Дежурный флигель адъютант, встретивший князя Андрея, попросил его подождать и пошел к военному министру. Через пять минут флигель адъютант вернулся и, особенно учтиво наклонясь и пропуская князя Андрея вперед себя, провел его через коридор в кабинет, где занимался военный министр. Флигель адъютант своею изысканною учтивостью, казалось, хотел оградить себя от попыток фамильярности русского адъютанта. Радостное чувство князя Андрея значительно ослабело, когда он подходил к двери кабинета военного министра. Он почувствовал себя оскорбленным, и чувство оскорбления перешло в то же мгновенье незаметно для него самого в чувство презрения, ни на чем не основанного.

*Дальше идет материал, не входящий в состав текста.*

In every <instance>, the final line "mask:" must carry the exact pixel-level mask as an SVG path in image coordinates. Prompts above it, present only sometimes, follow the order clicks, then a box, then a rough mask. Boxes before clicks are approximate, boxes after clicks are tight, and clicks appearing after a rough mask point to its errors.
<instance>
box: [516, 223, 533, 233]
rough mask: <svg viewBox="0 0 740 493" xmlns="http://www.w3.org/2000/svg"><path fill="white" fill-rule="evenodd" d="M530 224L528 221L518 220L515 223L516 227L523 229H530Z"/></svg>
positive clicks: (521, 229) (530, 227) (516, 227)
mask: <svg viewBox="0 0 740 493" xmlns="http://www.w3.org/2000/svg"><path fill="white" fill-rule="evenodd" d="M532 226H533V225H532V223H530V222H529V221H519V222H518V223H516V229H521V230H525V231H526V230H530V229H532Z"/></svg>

Находчивый же ум в то же мгновение подсказал ему ту точку зрения, с которой он имел право презирать и адъютанта и военного министра. «Им, должно быть, очень легко покажется одерживать победы, не нюхая пороха!» подумал он. Глаза его презрительно прищурились; он особенно медленно вошел в кабинет военного министра. Чувство это еще более усилилось, когда он увидал военного министра, сидевшего над большим столом и первые две минуты не обращавшего внимания на вошедшего. Военный министр опустил свою лысую, с седыми висками, голову между двух восковых свечей и читал, отмечая карандашом, бумаги. Он дочитывал, не поднимая головы, в то время как отворилась дверь и послышались шаги.
– Возьмите это и передайте, – сказал военный министр своему адъютанту, подавая бумаги и не обращая еще внимания на курьера.
Князь Андрей почувствовал, что либо из всех дел, занимавших военного министра, действия кутузовской армии менее всего могли его интересовать, либо нужно было это дать почувствовать русскому курьеру. «Но мне это совершенно всё равно», подумал он. Военный министр сдвинул остальные бумаги, сровнял их края с краями и поднял голову. У него была умная и характерная голова. Но в то же мгновение, как он обратился к князю Андрею, умное и твердое выражение лица военного министра, видимо, привычно и сознательно изменилось: на лице его остановилась глупая, притворная, не скрывающая своего притворства, улыбка человека, принимающего одного за другим много просителей.
– От генерала фельдмаршала Кутузова? – спросил он. – Надеюсь, хорошие вести? Было столкновение с Мортье? Победа? Пора!
Он взял депешу, которая была на его имя, и стал читать ее с грустным выражением.
– Ах, Боже мой! Боже мой! Шмит! – сказал он по немецки. – Какое несчастие, какое несчастие!
Пробежав депешу, он положил ее на стол и взглянул на князя Андрея, видимо, что то соображая.
– Ах, какое несчастие! Дело, вы говорите, решительное? Мортье не взят, однако. (Он подумал.) Очень рад, что вы привезли хорошие вести, хотя смерть Шмита есть дорогая плата за победу. Его величество, верно, пожелает вас видеть, но не нынче. Благодарю вас, отдохните. Завтра будьте на выходе после парада. Впрочем, я вам дам знать.
Исчезнувшая во время разговора глупая улыбка опять явилась на лице военного министра.
– До свидания, очень благодарю вас. Государь император, вероятно, пожелает вас видеть, – повторил он и наклонил голову.
Когда князь Андрей вышел из дворца, он почувствовал, что весь интерес и счастие, доставленные ему победой, оставлены им теперь и переданы в равнодушные руки военного министра и учтивого адъютанта. Весь склад мыслей его мгновенно изменился: сражение представилось ему давнишним, далеким воспоминанием.